Shalimar Spice Garden

Mittwoch, 16. Oktober 2013

Es hat die ganze Nacht geregnet. In einer Intensität, die man bei uns so nicht oft erlebt. Ich hatte mir schon Sorgen gemacht, dass Jose gar nicht zu uns durchkommt. Bei uns im asphaltversiegelten Europa wäre wahrscheinlich alles überschwemmt. Aber er war pünktlich um 10.00 Uhr da. Vorher gab’s wieder ein reichliches Frühstück. So viel und vielfältig, wie in diesen Tagen, frühstücke ich sonst nie. Die Bergluft ist toll, nicht so tropisch warm und feucht, wie die letzten Tage.
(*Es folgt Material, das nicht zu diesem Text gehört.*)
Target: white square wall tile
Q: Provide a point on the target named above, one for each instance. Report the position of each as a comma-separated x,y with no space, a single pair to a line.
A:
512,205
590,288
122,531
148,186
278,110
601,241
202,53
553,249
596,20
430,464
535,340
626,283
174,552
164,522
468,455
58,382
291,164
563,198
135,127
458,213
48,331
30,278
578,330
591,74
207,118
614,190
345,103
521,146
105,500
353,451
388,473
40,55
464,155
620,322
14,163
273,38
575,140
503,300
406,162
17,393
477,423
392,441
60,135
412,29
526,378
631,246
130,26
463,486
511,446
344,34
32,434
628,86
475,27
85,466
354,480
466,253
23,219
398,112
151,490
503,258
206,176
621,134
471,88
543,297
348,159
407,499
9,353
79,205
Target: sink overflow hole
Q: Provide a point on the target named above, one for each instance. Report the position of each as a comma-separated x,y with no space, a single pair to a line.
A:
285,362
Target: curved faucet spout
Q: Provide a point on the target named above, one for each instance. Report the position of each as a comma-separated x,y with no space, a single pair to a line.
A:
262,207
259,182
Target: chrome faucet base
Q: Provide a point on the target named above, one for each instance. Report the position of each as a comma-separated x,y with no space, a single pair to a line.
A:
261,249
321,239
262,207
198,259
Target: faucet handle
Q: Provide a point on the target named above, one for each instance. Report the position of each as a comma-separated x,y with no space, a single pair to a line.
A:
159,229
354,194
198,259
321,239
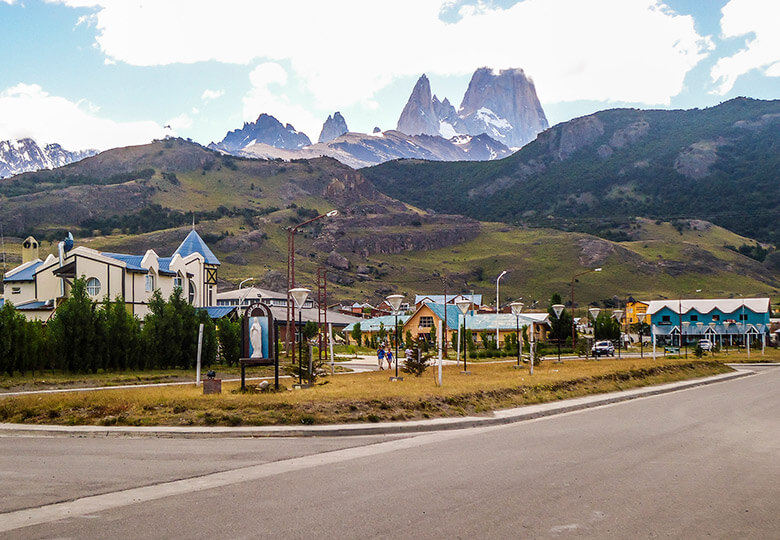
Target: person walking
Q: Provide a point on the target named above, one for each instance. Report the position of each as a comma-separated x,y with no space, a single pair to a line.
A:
380,356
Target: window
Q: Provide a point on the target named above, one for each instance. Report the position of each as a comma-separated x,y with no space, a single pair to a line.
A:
93,286
149,282
426,322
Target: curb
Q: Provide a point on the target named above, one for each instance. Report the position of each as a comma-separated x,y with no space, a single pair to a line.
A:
500,417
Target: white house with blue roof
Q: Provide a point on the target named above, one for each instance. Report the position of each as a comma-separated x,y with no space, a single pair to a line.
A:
37,286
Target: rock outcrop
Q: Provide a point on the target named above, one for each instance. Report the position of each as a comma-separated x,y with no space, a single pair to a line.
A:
334,126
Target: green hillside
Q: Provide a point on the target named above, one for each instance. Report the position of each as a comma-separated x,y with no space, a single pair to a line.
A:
719,164
139,198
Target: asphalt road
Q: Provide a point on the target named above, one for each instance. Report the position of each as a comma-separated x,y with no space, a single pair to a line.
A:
699,463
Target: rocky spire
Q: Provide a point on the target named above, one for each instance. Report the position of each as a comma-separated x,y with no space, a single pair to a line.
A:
419,116
333,127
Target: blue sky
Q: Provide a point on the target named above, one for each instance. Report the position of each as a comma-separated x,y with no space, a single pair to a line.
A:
106,73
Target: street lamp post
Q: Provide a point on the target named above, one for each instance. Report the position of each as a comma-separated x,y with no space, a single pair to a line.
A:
463,306
394,300
618,314
594,313
291,272
517,308
558,309
299,295
573,326
498,304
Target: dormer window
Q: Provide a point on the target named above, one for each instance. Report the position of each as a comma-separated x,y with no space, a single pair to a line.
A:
93,286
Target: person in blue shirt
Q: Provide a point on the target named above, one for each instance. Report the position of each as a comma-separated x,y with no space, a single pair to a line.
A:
380,356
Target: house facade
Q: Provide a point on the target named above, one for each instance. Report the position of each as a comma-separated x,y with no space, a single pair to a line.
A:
730,321
37,287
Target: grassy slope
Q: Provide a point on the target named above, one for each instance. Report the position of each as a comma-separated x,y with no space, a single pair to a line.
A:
542,260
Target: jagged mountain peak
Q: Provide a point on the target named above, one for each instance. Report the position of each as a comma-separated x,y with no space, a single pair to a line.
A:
26,155
500,103
266,130
333,127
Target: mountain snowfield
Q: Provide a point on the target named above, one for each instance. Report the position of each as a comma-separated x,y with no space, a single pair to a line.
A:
26,155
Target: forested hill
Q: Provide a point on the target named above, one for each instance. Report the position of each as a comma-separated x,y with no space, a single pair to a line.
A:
589,174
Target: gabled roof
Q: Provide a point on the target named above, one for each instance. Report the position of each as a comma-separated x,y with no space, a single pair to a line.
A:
372,325
195,244
453,313
23,272
132,262
217,312
725,305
Jose hat die Idee, die Klimaanlage abzuschalten und die Fenster unseres Tojotas offen zu lassen, damit ich mehr von der Atmosphäre mitbekomme, wenn wir durch die Dörfer fahren. Unser Ziel ist heute Thekkardy. Wir unterhalten uns heute ausführlich über Geschichten aus der Hindu-Mythologie. Langsam gewöhne ich mich an die indischen Straßen. Wir verlassen die höher gelegenen Bereiche und fahren ins Landesinnere. Irgendwie haben es die Inder mit Feuer. Überall liegt ein Brandgeruch in der Luft.
Gegen Mittag erreichen wir unser nächstes Hotel. Das Shalimar Spice Garden. Sehr idyllisch, aber etwas abgelegen. So, dass man Abends nicht mal so einfach die Stadt anschauen kann. Wir werden mit dem schon obligatorischen Fruchtsaft und den schon bekannten Formularen begrüßt. Wieder mal interessant mit zubekommen, wie die Inder versuchen, unsere deutschen Reisepässe zu entziffern. Unsere Ausweise sind noch nie so oft studiert worden, wie in den letzten Tagen. Wir beziehen für zwei Nächte einen kleinen Bungalow im Garten des Hotels. Wir können uns also mal ausbreiten und wieder halbwegs Ordnung in die Rucksäcke bringen. Später fahren wir in die Stadt zu einem Gewürzgarten. Dort haben wir wieder einen Guide ganz für uns. Das tolle ist, er kennt die Namen der Gewürze auf Deutsch und hat sich offensichtlich auf mein Kommen vorbereitet. Ich lerne viele Gewürze und die entsprechenden Pflanzen kennen, die ich von zuhause nur aus dem Gewürzdöschen kenne. Dazu gibt es auch verschiedene Kaffeepflanzen. Pflanzen, von denen ich schon viel gehört hatte, aber sie mir nie vorstellen konnte.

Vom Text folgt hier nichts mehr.